Emergent Mind

Cognitive Architectures for Language Agents

(2309.02427)
Published Sep 5, 2023 in cs.AI , cs.CL , cs.LG , and cs.SC

Abstract

Recent efforts have augmented LLMs with external resources (e.g., the Internet) or internal control flows (e.g., prompt chaining) for tasks requiring grounding or reasoning, leading to a new class of language agents. While these agents have achieved substantial empirical success, we lack a systematic framework to organize existing agents and plan future developments. In this paper, we draw on the rich history of cognitive science and symbolic artificial intelligence to propose Cognitive Architectures for Language Agents (CoALA). CoALA describes a language agent with modular memory components, a structured action space to interact with internal memory and external environments, and a generalized decision-making process to choose actions. We use CoALA to retrospectively survey and organize a large body of recent work, and prospectively identify actionable directions towards more capable agents.
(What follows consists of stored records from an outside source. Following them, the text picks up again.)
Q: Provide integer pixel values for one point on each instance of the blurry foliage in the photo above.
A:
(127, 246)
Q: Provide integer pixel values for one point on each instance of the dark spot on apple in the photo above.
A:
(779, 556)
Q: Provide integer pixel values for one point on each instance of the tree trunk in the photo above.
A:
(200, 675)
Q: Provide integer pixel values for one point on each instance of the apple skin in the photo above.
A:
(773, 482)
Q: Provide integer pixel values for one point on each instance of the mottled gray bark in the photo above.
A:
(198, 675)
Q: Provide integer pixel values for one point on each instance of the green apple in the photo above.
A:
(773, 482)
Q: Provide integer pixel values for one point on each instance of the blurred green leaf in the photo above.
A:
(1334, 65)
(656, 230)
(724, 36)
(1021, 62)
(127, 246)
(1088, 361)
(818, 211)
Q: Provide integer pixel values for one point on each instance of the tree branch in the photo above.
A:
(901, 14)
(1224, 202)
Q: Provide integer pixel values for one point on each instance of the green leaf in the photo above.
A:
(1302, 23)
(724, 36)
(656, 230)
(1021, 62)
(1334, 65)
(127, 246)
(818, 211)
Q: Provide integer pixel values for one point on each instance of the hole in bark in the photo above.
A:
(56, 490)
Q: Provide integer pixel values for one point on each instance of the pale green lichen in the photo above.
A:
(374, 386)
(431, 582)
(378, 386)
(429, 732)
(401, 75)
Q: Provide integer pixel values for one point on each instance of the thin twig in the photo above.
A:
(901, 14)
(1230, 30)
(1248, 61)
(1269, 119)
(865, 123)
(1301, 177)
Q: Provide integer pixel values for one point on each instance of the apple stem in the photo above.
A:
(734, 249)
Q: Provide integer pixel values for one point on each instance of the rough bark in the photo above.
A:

Taken together, CoALA contextualizes today's language agents within the broader history of AI and outlines a path towards language-based general intelligence.

Overview

  • The paper introduces CoALA, a framework for developing language agents grounded in cognitive science and symbolic AI principles.

  • CoALA emphasizes a structured integration of LLMs with a focus on memory modularity, action space organization, and decision-making.

  • Memory in language agents is broken down into working, episodic, semantic, and procedural types, with a unique emphasis on actionable memory.

  • The authors outline an explicit action space for agents, distinguishing between internal cognitive actions and external grounding actions.

  • The decision-making cycle of agents is detailed as a continuous loop of proposing, evaluating, and selecting actions, which is essential for higher-level cognition.

Introduction

In "Cognitive Architectures for Language Agents," Sumers et al. present the Cognitive Architectures for Language Agents (CoALA), a structured blueprint aimed at systematizing the development of language agents. This framework is anchored in the history of cognitive science and AI, incorporating principles from symbolic AI to refine the current approach to building language agents. CoALA provides a coherent structure for integrating LLMs into agents, emphasizing modular memory components, an organized action space, and generalized decision-making procedures.

Memory and Action Space

The authors dissect the anatomy of language agents across three critical dimensions—memory, action space, and decision-making process. They highlight the division of information storage into working and long-term memories, where the former is mapped to variables for immediate access, while the latter is subdivided into episodic, semantic, and procedural memories. The concept of actionable memory, where agents can read and write to memory modules, is contrasted sharply with language models that are primarily stateless.

Agents perform actions within an explicitly defined space that segregates internal actions such as reasoning, updating working memory, and learning from external grounding actions. Grounding actions interface with the external setting, be it physical, developmental, or digitized environments. The interconnectedness of actions and memory recall—often a richer dimension neglected in traditional retrieval-augmented models—is accentuated as a key feature of adept agents.

Decision-Making Cycle

The decision-making procedure is elucidated as a cycle where an agent proposes, evaluates, and selects actions to execute. This loop reflects a program's main loop, continuously interacting with input and cycling through available actions. Sumers et al. argue that this planning and execution process is critical for higher-level agent cognition, enabling actions that affect both the external world and the agent's long-term memories.

Future Directions

The paper situates CoALA within the broader trajectory of AI research, proposing actionable directions for future work. Anticipated advancements include considerations for designing agent frameworks in both research and industry, applying structured reasoning beyond prompt engineering, contemplating the depth and breadth of long-term memory and learning capabilities, and taking a structured approach to the action space beyond typical tool-assisted operations. As LLMs evolve, so too may the frameworks like CoALA, adapting to balance the capabilities of artificial agents against the complexities of decision-making in any given context.

CoALA initiates a conversation about the transformation from language models to full-fledged cognitive agents, moving towards overarching goals of general intelligence. Crucially, the iterative development process of CoALA points towards synergistic research opportunities between language models and cognitive architectures, perhaps contributing to the next leap in AI sophistication.